Updated: Jan 22
Relationships like everything on earth, have stages too. Like a metamorphosis, its stages is a cycle that develops into the next.
Relationships take work and a lot more to survive, falling in love with someone is easy but staying in love with them is another, but having an understanding of relationships and its stages helps you have a better control of how your relationships might pan out. It’s no lie every relationship has two destinations; down the aisle or out on the exes lane. Understanding the stages of every relationship will give you an insight of a relationship that will last or that which won’t survive or even how to make it survive if both of you truly wish it to.
The Four stages of a relationship built to last
1. The Attraction Stage
2. The Interest Stage
3. The Crisis and Stability Stage
4. The Commitment Stage
The Attraction Stage
Also known as the falling in love or flirting stage, in my opinion this stage starts from the1st day to about 4-5 weeks. Every relationship has to start somewhere and for most people, if not all, this is the very first stage. The stage where both of you first meet or starting to notice each other, or vibe with one another, give side glances, flirty looks or outright flirt with one another unapologetically, it’s the coy stage. According to the research fellow, Lucy Brown “in the early part of a relationship ‘the falling in love stage’ the other person becomes the center of your life. You forgive everything in these early stages. The other person’s faults, and you see them and it doesn’t matter”. And there’s no lie there!
At this stage, that person is all you can think about, you find everything they do funny and cute, and you can’t stay mad at them even when they do things that normally would get you pissed. You’re basically high on dopamine and serotonin and at this stage, we all do crazy and stupid stuff, we even go as far to convince ourselves that they are our soul mates.
The Interest Stage
Also known as the getting to know each other stage or the curious stage. Depending on the speed of your relationship, it could be intertwined with the attraction stage but it's total estimate would be, 2 to 4 months.
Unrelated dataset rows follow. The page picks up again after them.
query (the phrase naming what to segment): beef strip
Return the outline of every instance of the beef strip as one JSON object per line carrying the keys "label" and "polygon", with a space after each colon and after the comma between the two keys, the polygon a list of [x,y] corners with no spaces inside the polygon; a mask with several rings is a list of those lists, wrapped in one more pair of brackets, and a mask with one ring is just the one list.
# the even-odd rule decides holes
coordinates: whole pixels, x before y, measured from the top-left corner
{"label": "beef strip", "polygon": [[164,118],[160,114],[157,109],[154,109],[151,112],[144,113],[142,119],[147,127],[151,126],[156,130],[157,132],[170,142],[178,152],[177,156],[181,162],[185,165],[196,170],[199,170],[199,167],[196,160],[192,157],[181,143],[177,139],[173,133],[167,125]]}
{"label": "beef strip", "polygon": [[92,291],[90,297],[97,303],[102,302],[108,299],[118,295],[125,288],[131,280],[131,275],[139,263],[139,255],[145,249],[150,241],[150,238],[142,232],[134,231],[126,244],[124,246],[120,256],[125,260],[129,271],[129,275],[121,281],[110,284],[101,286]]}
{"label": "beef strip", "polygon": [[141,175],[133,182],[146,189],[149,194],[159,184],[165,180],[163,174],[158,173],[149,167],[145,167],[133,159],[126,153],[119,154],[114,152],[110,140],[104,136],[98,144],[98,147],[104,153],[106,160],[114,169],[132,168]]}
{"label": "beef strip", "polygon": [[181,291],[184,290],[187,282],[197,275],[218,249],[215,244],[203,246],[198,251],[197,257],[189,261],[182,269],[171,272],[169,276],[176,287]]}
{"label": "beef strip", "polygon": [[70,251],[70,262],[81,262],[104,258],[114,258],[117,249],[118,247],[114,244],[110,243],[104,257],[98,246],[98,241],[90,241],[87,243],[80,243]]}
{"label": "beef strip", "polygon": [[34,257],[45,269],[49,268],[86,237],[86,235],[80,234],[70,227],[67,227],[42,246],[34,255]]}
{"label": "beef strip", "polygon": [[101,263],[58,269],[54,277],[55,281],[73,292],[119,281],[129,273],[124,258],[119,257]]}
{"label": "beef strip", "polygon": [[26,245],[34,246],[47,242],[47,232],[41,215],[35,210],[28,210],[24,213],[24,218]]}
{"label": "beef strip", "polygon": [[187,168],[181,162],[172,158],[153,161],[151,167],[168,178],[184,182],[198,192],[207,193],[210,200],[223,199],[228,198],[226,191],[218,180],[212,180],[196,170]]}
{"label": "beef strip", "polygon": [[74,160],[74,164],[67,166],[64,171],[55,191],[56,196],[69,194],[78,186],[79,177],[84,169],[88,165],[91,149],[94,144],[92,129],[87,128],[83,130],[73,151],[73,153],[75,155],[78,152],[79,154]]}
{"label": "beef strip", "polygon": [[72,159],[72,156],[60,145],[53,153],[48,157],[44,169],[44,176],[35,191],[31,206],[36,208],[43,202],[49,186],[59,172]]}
At this stage the feelings are more pronounced. You both want to know more about each other, you want to see each other often, hang out or go on dates, do activities the other loves, and you want to be involved in each other’s lives. At this stage you both try to be understanding of the other person because you are just getting to know them so you try not make everything a big deal, your crazy love is no longer on the high as before but you’re still equally attracted to that person, you make excuses by yourself for that person.
At this stage, you discover your likes and dislikes and if the both of you are compatible, you discover that which you can tolerate and that which you can’t. It’s mostly at this stage that couples make their relationship official, they believe that they now know all they need to know, it’s no longer just flirting, and they believe that they know each other enough to proceed forward.
The Crisis and Stability Stage
This stage tests out your compatibility, a lot of misunderstanding occur at this stage. This stage is also known as the conflict or power struggle stage. At this stage all that you have learnt about the other starts to manifest, both that which they told you and the ones you noticed but dismissed, the crisis stage occur because the both of you are spending more time together, even living together, and as usual when humans cohabitate they are bound to clash, this stage tests your companionship and compatibility, how you’re able to deal with it, obviously, the dopamine and serotonin has dispersed so every decision taken at this stage is not induced by hormones but by the actual you, couples who survive the crisis stage are able to cross over to stability instantly. These stages are connected like peas to a pod in order to fully identify as a couple, this stage is like a trial stage that you both need to pass, most couples call quits at the half part of this stage “the crisis stage” the couples who cross over to the second half of these stage are truly couples because at these stage, they don’t just know each other, they understand each other and have become accustomed to one another. At this stage you must have achieved some kind of rhythm or harmony to your relationship in making it work. This stage takes 3-4 months into the relationship and lasts until it is resolved either overcoming the stage and moving to the next or breaking up.
The Commitment Stage
Also known as the engagement stage, it takes 10 months to a year or more to get to this stage.
Like I said earlier on this post, every relationship are headed two ways, either marriage or exes, now at this stage you both are certain with what you want, you are certain you are what you need in each other’s lives. You both have good understanding of one another; your values, lifestyle, goals. You have achieved a certain level of communication and trust, you have accepted one another as they are; your pasts and mistakes, your differences and you have been working together to handle your differences and you’re both ready to commit to one another. This is the last stage before the final destination “a walk down the aisle” marriage, a lot of people get past the crisis stage and achieve stability only to realize that they are not ready to commit wholly to one person for a long time and they end up breaking it off even though they are fully aware of how they love the other person. Commitment is a scary thing especially when its forever but when you have the right person a t your side and you’re at the right state of mind, it’s something you begin to yearn. So look at your relationship and ask yourselves “What stage am I at?” “Are we both willing to commit?” “Do we have a rhythm or some kind of harmony?” It’s advisable to help yourself realize what stage you are at and if the both are willing to make it work because at the end of the day, what makes a lasting relationship are the individuals involved!